Dicken held up his hand. “Who’s working the clinic?” he asked.
“Maggie, Tommy Wrigley—you met Tommy at the party, and Thomas Powers. Some people brought in from California; we don’t know them. And, of course, Jurie, on the research side. But he’s never even visited the girl.”
“What’s her condition?”
“She’s about three months along. Not doing too well. We think she may have self-induced Shiver,” Flynn said.
“That is not confirmed,” Turner said angrily. “She’s acting as if she has the flu, and that’s all it may be. But we’re being extra cautious. And this information goes nowhere… don’t even tell anyone else at Pathogenics.”
“But Dr. Dicken would know if it’s Shiver, wouldn’t he?” Flynn said defensively. “Isn’t that why Jurie brought you here?”
“Let’s look at the girl,” Dicken said.
“Her name is Fremont, Helen Fremont,” Flynn said. “She’s originally from Nevada. Las Vegas, I think.”

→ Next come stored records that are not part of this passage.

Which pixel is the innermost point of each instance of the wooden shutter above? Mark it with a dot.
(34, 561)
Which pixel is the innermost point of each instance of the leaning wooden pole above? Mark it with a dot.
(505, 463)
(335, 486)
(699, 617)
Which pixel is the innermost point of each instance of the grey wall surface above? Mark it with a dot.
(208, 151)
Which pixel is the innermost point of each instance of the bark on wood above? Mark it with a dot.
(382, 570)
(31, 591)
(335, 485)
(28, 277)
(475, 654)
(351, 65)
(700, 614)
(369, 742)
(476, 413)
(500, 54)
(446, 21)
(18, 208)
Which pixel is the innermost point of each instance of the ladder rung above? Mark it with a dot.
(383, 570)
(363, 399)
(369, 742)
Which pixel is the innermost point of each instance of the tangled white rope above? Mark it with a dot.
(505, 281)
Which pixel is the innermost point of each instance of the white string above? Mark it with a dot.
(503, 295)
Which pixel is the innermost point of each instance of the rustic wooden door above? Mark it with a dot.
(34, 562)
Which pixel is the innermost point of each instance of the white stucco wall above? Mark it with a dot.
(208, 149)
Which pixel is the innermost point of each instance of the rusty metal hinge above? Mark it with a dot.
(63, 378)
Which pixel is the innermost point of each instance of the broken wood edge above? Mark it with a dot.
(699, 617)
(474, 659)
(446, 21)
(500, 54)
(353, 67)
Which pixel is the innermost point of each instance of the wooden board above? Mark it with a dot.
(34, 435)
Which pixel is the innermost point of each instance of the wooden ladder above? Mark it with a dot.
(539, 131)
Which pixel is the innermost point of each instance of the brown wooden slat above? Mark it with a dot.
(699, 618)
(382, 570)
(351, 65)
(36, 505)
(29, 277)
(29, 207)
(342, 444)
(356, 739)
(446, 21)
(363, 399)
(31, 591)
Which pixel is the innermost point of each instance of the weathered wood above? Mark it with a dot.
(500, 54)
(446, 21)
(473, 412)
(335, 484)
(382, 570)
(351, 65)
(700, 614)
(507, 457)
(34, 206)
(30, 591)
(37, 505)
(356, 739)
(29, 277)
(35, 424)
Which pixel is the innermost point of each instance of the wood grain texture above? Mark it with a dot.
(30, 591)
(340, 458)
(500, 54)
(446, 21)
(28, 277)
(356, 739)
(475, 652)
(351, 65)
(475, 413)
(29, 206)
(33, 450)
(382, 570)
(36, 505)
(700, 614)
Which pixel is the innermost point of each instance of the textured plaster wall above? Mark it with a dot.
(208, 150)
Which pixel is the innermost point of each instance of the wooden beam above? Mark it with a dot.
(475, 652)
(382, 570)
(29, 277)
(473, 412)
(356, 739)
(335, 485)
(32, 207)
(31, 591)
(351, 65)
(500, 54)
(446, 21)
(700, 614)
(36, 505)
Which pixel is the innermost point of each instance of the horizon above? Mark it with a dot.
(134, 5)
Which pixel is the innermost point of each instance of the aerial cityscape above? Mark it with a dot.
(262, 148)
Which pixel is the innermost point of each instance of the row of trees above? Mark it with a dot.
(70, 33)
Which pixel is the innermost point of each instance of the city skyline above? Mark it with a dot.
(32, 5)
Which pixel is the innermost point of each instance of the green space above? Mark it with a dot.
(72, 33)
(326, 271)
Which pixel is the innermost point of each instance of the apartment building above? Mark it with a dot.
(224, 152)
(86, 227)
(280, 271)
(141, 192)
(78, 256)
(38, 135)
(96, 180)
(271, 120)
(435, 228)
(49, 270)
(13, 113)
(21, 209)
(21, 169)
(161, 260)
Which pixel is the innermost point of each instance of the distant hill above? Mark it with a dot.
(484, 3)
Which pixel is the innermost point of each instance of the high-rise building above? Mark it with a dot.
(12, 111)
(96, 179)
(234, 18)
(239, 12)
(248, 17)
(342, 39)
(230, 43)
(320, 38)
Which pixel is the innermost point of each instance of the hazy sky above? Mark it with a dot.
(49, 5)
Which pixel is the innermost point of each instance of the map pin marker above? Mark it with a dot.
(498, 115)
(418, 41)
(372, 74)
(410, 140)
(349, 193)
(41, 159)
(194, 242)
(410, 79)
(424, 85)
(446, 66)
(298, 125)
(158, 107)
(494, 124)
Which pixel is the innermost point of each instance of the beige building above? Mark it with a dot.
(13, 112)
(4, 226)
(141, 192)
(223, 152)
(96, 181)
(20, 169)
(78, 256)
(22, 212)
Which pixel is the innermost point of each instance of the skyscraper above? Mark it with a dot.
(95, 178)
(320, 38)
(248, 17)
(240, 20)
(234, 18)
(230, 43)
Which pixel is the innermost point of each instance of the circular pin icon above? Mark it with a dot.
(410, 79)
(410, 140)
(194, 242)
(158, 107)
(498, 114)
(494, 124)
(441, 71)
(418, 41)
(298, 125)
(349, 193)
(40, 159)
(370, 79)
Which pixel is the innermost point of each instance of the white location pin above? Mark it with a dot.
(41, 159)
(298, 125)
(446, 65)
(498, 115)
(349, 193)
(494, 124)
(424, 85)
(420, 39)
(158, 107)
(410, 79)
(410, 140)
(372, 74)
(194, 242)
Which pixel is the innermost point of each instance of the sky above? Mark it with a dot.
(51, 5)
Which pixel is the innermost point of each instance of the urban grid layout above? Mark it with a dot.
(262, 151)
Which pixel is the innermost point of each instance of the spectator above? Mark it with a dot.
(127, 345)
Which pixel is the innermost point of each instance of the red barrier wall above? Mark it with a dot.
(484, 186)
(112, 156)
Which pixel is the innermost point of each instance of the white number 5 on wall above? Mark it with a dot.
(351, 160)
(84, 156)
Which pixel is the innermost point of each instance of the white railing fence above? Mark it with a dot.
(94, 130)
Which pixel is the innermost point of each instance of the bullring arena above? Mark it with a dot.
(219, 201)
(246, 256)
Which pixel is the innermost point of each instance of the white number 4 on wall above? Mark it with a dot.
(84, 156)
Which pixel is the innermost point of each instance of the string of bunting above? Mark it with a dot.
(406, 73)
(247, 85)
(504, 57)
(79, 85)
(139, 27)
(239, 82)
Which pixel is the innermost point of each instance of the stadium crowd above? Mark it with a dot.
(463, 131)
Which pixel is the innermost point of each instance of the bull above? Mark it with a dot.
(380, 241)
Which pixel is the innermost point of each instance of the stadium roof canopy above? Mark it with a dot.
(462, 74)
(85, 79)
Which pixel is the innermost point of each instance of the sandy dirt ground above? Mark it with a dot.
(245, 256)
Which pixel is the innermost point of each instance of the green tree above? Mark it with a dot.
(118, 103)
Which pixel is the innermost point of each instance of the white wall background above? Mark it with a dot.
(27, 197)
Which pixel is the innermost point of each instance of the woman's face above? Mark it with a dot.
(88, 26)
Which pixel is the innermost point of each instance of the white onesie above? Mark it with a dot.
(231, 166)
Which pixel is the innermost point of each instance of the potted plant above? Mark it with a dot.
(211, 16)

“Reno,” Turner corrected. Then, his face collapsing in utter misery, his shoulders slumping, he added, “I don’t think I can take this much longer. I really don’t.”
BALTIMORE-WASHINGTON
Kaye and Marge Cross sat in the back of the taxi in silence. Kaye looked at the passive neck of the driver below his turban, caught a glimpse of his small grin in the rearview mirror. He was whistling to himself, happy. For him, having a SHEVA granddaughter was no great burden, obviously.
Kaye did not know much about conditions for SHEVA children in Pakistan. Generally, traditional cultures—Muslims, Hindus, Buddhists—had been more accepting of the new children. That was both surprising and humbling.